A Prayer for the Infertile


Dear God,

My heart is so heavy tonight - but not for me. So many dear friends tonight are hurting. Suffering. Crying their tears. I know this because I was there. I remember what it was like to soak my pillow with sobs of grief that came from the deepest part of my heart. Not knowing if the tears would ever stop. And my guess is that some of my friends might be feeling those very things tonight.

Some of my friends are at the end of their ropes. Failed IUIs. Failed IVFs - their last chances. On the brink of miscarrying. Again. More delays. More physical complications. Out of money for treatments. At the end of their ropes, God.

My heart is heavy for them. I used to feel twinges of jealousy when I read that some of them were pregnant - and I'm sorry for that, Lord. But my friends need miracles. They don't deserve to suffer like this. They don't deserve to relive this pain over and over again - especially when healthy pregnancies comes so easily, so ungratefully, to others.

It's hard not to question your ways, God. It's hard not to ask You, 'Why?' I know Your ways are higher; I know You have a plan - but God, is this really the only way?

I don't accuse You, God. Even when Your Son asked You if there was another way, You had to tell Him no, too. You take no delight in seeing us suffer.

Jesus, You know what it is like to suffer and cry from your guts, from the depths of Your soul. That is what some of my friends are feeling right now. You understand that kind of agonizing pain. You get it. You feel what they feel.

All I can ask You to do is to be with them. Provide some comfort for them. Help them make some sense of this. Please, don't let this be the last chance for them.
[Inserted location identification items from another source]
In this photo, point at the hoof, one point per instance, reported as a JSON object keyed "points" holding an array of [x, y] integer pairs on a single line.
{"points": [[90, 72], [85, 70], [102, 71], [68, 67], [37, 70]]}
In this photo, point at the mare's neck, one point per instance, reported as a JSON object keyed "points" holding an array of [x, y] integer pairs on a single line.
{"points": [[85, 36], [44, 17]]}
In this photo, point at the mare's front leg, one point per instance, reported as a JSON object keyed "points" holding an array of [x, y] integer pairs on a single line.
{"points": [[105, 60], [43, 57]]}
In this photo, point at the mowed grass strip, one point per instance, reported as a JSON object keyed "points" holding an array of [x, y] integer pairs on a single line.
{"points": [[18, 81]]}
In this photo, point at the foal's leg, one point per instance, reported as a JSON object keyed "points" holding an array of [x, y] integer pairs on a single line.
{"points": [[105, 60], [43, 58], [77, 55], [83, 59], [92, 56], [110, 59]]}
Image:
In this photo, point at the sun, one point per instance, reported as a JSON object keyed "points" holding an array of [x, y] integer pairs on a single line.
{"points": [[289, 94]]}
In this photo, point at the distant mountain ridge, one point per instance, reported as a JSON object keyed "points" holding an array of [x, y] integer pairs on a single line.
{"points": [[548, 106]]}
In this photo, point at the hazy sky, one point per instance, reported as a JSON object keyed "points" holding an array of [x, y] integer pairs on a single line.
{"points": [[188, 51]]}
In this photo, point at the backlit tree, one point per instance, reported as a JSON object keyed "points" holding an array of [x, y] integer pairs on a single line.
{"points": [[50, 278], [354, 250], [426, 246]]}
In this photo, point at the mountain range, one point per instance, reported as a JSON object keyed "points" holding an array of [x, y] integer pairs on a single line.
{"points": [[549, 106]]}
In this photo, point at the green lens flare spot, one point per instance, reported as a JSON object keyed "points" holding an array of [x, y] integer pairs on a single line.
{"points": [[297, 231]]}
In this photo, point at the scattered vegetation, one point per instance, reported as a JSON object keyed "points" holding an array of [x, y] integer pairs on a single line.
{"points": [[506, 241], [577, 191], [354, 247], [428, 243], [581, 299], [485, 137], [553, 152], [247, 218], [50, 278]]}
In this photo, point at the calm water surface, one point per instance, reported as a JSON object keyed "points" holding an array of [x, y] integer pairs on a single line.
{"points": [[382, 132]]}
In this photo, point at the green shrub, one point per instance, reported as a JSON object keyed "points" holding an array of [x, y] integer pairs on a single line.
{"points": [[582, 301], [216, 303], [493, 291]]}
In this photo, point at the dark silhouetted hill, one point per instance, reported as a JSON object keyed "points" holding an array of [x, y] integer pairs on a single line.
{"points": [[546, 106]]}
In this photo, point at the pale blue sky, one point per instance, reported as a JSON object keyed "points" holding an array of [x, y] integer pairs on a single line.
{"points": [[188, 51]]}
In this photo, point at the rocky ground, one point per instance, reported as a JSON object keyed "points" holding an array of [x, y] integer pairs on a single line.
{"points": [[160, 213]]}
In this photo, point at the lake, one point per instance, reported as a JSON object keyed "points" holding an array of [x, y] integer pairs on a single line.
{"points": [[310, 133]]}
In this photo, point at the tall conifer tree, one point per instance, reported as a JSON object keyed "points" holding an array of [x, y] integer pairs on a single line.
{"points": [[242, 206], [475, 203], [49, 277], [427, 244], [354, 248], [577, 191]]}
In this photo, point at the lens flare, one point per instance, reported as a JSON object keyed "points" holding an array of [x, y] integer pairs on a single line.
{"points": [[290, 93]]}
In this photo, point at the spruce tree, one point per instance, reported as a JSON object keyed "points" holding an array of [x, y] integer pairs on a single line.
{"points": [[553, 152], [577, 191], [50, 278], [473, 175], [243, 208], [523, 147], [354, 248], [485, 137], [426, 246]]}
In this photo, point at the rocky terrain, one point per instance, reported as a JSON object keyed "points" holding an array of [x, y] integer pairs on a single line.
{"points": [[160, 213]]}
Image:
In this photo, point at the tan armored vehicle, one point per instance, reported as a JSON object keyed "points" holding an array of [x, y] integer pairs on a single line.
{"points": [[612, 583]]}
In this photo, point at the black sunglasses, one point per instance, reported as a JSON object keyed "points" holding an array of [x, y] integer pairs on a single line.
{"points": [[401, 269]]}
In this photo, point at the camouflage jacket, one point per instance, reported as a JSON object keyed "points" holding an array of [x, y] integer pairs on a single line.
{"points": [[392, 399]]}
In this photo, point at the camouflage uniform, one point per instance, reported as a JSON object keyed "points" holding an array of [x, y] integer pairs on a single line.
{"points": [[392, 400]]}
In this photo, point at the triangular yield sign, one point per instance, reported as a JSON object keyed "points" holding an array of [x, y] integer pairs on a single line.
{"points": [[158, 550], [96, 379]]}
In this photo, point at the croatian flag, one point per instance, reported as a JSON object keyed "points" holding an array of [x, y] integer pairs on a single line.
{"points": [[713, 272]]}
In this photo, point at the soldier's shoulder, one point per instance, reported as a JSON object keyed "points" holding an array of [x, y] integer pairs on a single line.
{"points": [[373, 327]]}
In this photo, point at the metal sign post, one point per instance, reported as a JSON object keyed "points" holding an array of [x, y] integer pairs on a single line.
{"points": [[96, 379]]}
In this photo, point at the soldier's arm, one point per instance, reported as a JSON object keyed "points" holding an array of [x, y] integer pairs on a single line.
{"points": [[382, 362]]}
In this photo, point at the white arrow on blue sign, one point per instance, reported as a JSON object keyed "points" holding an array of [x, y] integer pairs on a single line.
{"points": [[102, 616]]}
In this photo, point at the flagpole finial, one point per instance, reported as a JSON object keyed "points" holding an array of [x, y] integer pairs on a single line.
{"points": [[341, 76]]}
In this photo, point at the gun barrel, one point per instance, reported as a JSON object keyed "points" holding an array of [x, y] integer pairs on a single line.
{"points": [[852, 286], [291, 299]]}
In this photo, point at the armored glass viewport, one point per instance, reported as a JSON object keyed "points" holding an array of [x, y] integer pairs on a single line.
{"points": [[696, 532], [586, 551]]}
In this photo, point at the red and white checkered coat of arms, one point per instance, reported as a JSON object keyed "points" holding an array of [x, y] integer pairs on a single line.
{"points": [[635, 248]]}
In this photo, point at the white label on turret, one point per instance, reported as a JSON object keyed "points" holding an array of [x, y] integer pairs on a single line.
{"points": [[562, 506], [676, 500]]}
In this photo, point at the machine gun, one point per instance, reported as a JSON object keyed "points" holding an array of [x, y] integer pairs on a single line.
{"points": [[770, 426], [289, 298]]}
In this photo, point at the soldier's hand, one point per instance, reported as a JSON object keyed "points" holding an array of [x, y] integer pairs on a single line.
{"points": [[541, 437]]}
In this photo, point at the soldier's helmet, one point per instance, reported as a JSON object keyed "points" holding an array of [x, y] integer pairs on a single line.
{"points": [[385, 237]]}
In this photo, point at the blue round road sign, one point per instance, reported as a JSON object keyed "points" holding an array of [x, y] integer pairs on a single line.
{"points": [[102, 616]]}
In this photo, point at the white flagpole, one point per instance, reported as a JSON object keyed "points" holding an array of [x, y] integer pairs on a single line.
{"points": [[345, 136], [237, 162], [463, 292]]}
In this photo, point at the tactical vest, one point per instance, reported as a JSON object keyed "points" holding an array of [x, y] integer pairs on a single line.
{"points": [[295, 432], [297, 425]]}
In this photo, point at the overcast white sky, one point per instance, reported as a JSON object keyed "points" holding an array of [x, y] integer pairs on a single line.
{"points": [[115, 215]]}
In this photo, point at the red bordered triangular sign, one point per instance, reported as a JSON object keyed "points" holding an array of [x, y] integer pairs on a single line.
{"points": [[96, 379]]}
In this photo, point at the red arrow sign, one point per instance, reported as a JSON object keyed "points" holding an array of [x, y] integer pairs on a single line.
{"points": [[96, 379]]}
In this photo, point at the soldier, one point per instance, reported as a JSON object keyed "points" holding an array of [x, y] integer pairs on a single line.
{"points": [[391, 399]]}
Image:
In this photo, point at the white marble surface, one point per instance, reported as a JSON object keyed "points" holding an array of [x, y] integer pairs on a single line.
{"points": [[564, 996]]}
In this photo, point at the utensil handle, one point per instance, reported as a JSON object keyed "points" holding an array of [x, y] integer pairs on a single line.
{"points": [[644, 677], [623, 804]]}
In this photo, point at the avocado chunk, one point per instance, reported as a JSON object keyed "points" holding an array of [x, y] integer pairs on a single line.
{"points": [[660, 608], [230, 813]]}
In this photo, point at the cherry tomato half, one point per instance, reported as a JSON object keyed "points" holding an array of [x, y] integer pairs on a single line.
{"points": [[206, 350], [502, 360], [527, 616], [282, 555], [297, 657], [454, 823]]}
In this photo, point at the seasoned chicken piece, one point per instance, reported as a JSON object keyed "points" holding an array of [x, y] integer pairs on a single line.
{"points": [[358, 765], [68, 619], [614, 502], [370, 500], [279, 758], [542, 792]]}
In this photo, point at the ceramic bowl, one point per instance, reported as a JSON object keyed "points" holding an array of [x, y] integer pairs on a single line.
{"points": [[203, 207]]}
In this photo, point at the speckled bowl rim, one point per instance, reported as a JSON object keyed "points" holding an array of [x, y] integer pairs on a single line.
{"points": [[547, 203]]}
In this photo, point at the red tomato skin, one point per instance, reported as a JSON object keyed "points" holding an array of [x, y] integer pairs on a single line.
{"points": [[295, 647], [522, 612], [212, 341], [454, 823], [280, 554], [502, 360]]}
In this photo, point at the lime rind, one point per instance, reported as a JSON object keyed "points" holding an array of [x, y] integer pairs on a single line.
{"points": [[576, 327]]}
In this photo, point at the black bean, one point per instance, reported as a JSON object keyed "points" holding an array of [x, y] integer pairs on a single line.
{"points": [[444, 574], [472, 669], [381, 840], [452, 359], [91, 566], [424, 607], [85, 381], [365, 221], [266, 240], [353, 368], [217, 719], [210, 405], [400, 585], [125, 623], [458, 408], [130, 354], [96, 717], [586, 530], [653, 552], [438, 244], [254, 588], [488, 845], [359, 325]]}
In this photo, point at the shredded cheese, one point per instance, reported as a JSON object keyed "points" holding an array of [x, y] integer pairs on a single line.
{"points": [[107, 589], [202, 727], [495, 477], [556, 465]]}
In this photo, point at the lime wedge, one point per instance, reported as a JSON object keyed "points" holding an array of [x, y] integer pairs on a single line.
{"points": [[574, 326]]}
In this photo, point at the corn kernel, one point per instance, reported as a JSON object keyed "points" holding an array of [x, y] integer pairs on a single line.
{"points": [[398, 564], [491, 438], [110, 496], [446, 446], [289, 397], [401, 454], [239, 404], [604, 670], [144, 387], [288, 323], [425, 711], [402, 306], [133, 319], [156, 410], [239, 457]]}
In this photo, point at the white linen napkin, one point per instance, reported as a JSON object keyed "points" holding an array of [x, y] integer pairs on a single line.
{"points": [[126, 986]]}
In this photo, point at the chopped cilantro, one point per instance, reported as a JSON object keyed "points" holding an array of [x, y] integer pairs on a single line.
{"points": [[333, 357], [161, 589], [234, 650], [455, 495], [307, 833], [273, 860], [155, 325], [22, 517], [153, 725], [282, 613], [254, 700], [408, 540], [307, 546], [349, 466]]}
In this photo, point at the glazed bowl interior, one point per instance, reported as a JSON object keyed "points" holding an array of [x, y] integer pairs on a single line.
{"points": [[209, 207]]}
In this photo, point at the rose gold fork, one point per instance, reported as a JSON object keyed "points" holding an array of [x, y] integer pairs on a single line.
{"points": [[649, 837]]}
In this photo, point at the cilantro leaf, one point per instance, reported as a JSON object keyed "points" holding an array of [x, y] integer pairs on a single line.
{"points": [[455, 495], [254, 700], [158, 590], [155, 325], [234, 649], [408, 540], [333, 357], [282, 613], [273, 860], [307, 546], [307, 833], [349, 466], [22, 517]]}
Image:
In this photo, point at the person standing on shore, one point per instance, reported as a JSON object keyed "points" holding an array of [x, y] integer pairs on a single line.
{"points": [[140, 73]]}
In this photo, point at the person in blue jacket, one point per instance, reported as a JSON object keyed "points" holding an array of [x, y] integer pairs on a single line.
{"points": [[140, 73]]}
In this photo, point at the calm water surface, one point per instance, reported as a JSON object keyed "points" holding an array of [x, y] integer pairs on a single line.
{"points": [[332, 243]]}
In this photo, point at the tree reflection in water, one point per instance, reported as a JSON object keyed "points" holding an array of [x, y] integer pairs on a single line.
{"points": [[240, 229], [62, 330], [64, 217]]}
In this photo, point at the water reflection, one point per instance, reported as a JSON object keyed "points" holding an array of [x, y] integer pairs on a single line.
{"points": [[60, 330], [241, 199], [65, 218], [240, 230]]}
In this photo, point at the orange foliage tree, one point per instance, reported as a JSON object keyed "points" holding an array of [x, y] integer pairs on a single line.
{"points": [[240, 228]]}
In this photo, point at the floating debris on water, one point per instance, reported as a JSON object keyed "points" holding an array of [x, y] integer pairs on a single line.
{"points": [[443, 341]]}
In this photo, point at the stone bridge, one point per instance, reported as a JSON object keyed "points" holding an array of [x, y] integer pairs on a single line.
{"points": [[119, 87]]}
Do miracles for them. Give hope and provision and supernatural impossibilities on their behalf. Bring healing to their bodies. To their husbands' bodies. Provide money. Provide wisdom. Provide answers. Provide options.

God, I know You have a plan for each one of them. We don't always get it; we can't understand how You are working to bring it about. We know we live in a broken world that isn't fixed yet. But You still do great and wonderful things in the middle of this brokenness. Please do great and wonderful and miraculous things for them.

I pray that You would do this right now for my friends. Somehow, someway, turn their mourning into joy. For every tear they sow, let them reap a huge harvest of joy. Huge.

I know, it might not be tonight. It might not be 'soon.' But let it come.

In the meantime, please be with my friends. Give them comfort and hope and perspective that only You can give. Their stories aren't finished. Please remind them of that.

It's not over.

With You, it's never over; there's always more.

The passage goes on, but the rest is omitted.